In the beginning, I was very reluctant to do interviews in this job. But I realized that if you don't do it, others will talk about your work. And the avalanche is a very interesting topic in terms of media presence. The great white death is similar to the great white shark, a myth, scary. You hear almost nothing about the many traffic fatalities or drowning victims. Of the handful of fatal avalanche accidents per season in Tyrol, almost every one is on a front page. But actually, the journey to the mountain is more dangerous than the mountain itself.
And I see it as one of the main tasks of the avalanche warning service to issue warnings when necessary. After all, we are a warning service and not a secret service and the public also provides tax money for this.

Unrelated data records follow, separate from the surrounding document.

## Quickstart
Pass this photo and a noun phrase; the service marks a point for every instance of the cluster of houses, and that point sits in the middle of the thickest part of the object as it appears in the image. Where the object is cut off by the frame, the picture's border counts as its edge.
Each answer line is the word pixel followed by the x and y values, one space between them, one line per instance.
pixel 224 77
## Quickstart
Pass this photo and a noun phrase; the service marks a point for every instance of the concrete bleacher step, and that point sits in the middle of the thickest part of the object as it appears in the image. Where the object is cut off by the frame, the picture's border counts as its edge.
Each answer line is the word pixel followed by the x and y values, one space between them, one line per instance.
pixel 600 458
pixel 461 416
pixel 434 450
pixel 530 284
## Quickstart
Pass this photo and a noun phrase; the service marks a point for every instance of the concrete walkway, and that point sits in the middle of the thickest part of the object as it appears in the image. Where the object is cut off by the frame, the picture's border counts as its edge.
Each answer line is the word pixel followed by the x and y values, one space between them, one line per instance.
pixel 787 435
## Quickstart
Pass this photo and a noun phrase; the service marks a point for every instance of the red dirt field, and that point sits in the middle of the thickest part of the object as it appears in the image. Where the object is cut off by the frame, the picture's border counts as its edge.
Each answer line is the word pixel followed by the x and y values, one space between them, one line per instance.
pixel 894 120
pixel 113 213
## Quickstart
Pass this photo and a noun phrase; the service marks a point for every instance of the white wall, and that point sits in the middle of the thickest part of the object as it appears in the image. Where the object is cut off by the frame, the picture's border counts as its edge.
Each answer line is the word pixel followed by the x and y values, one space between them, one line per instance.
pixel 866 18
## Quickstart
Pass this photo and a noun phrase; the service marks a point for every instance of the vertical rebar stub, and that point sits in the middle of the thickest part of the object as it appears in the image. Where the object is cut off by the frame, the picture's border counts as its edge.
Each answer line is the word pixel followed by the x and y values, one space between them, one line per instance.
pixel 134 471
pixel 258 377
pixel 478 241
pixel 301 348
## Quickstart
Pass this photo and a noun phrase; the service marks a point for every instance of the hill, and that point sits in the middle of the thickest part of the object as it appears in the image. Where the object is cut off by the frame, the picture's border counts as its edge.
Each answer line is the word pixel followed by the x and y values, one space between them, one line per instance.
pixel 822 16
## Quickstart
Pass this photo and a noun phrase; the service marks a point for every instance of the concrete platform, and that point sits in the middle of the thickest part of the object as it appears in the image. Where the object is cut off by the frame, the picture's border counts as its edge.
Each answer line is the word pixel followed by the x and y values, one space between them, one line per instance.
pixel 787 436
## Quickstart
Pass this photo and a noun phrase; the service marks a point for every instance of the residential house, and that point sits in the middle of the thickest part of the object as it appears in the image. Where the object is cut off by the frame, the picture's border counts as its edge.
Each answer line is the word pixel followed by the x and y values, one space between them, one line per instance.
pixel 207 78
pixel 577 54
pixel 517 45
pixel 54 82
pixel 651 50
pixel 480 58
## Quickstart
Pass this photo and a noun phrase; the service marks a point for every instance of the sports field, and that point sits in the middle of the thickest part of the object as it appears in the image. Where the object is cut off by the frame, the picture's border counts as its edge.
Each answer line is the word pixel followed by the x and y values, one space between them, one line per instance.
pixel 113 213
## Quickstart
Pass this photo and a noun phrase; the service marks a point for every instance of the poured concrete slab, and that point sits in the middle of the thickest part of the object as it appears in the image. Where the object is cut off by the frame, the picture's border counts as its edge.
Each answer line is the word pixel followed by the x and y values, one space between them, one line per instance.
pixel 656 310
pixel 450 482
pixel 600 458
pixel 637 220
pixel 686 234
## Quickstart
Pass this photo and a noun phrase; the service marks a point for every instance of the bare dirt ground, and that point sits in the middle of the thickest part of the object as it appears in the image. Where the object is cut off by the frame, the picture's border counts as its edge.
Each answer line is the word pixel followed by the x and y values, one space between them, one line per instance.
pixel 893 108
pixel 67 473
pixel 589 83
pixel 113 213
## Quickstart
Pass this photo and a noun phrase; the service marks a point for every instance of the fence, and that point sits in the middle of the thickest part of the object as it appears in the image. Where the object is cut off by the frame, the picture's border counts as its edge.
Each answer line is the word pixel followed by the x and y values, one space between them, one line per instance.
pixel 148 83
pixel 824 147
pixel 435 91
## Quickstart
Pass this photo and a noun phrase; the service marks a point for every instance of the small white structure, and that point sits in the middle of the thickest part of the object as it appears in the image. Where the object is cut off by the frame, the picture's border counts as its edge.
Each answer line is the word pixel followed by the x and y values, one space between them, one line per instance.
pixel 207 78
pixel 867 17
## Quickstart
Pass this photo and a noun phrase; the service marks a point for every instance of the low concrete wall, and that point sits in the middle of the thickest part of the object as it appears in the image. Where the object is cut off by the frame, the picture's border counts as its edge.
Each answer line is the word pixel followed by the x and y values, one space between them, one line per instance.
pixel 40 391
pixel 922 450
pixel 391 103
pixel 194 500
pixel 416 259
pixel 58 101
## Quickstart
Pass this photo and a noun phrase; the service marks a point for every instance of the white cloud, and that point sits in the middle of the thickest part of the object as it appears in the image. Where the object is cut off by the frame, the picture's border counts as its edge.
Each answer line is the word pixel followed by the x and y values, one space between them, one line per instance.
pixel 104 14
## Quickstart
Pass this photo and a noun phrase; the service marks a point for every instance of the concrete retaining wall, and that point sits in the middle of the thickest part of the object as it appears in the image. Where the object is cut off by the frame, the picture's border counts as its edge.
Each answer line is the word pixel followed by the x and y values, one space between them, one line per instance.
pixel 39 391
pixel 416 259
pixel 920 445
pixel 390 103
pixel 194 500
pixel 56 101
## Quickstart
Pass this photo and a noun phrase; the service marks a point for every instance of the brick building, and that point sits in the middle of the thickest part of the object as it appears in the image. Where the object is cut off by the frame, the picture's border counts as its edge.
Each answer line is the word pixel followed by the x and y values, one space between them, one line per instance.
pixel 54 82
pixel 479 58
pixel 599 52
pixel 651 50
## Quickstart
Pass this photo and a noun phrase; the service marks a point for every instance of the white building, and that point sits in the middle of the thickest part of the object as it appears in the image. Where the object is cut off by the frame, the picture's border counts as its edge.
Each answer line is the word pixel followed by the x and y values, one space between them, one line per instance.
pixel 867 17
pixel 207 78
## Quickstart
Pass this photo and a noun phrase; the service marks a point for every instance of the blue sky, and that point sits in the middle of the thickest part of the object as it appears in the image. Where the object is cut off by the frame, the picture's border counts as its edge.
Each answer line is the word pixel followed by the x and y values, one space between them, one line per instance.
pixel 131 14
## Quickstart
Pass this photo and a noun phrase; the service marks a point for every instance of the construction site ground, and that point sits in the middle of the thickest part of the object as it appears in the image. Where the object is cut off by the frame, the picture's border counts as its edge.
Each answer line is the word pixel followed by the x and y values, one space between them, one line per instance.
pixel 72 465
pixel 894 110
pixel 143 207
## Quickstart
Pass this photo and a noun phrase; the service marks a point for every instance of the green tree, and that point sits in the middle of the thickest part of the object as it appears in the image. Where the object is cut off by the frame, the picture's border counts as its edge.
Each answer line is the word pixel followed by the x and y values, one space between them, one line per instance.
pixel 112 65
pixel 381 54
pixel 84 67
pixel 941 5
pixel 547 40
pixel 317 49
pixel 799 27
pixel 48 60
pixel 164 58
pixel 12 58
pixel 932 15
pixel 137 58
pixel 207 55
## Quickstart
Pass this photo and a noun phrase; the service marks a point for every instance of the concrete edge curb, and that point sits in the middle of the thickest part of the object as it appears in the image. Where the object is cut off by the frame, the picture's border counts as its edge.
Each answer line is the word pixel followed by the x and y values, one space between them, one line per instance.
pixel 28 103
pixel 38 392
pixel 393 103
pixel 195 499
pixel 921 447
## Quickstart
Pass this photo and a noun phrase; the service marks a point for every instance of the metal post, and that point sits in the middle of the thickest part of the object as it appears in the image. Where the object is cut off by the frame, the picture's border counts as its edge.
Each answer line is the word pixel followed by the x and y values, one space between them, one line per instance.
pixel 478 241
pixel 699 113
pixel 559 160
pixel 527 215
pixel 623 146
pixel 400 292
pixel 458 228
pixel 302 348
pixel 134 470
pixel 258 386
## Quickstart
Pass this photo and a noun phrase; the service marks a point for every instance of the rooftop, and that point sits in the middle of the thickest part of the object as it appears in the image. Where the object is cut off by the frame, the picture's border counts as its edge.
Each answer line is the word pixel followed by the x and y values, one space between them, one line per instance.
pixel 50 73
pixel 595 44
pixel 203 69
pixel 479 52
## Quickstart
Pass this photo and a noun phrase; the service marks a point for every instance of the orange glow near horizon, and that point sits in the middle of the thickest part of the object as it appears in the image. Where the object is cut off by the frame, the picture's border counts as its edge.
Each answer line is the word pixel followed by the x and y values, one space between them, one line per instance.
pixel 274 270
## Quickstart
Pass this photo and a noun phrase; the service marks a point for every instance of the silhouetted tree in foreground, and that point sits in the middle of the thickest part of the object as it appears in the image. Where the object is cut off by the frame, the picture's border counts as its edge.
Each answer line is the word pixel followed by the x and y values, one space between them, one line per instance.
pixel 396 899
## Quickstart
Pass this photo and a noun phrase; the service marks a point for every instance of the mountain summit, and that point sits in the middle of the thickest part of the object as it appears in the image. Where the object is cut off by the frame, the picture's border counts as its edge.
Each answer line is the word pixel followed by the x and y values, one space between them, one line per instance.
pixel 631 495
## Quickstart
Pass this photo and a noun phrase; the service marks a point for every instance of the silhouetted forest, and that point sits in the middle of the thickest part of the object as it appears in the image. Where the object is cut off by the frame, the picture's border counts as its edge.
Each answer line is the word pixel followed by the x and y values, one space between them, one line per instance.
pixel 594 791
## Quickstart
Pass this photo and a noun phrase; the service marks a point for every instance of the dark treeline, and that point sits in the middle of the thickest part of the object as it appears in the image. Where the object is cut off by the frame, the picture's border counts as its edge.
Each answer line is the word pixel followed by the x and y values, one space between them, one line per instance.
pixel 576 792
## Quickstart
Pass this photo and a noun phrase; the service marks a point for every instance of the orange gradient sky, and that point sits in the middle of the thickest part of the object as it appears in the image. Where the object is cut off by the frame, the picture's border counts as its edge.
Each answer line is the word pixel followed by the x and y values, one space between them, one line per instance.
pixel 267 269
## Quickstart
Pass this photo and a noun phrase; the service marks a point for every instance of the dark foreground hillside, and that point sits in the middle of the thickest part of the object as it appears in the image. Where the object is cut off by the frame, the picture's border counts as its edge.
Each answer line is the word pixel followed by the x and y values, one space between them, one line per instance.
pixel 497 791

How did the avalanche warning service in Tyrol actually come about? Usually, the installation of warning systems is preceded by major disasters.
In the 1950s, there were two major avalanche winters in Austria, 1951 and 1954, each with well over 100 deaths in the permanent settlement area.
My grandfather always told me that in 1951, the entire Sellraintal road between Sellrain and Kühtai was a single avalanche cone.
In 1951, almost the entire country was affected, in 1954 mainly the Großes Walsertal. However, the main reason for the founding of the LWD Tyrol on December 1, 1960 was Tyrol's application for the 1964 Winter Olympics.
Since the founding of the LWD in Tyrol, how many avalanche forecasters have there been? Have there been frequent changes or have your predecessors remained as loyal to the profession for decades as you have?"
There are and have been a total of six forecasters. From 1960 to the end of the 1970s, Otto Schimpp was the only avalanche forecaster in Tyrol. Then Raimund Mayr joined, who took over from Schimpp in 1990. I was part of the team from 1990 onwards. Since October 1999 as head of the avalanche warning service. In 1999, Patrick Nairz also joined as a forecaster. Since 2019, two young, motivated and excellent forecasters have been on board: Norbert Lanzanasto and Christoph Mitterer.
I am now probably one of the longest-serving avalanche forecasters in the world. From the group picture in 1993 - when we agreed on the standardized, five-level danger scale at a Europe-wide meeting of avalanche warning services - only I am still in office.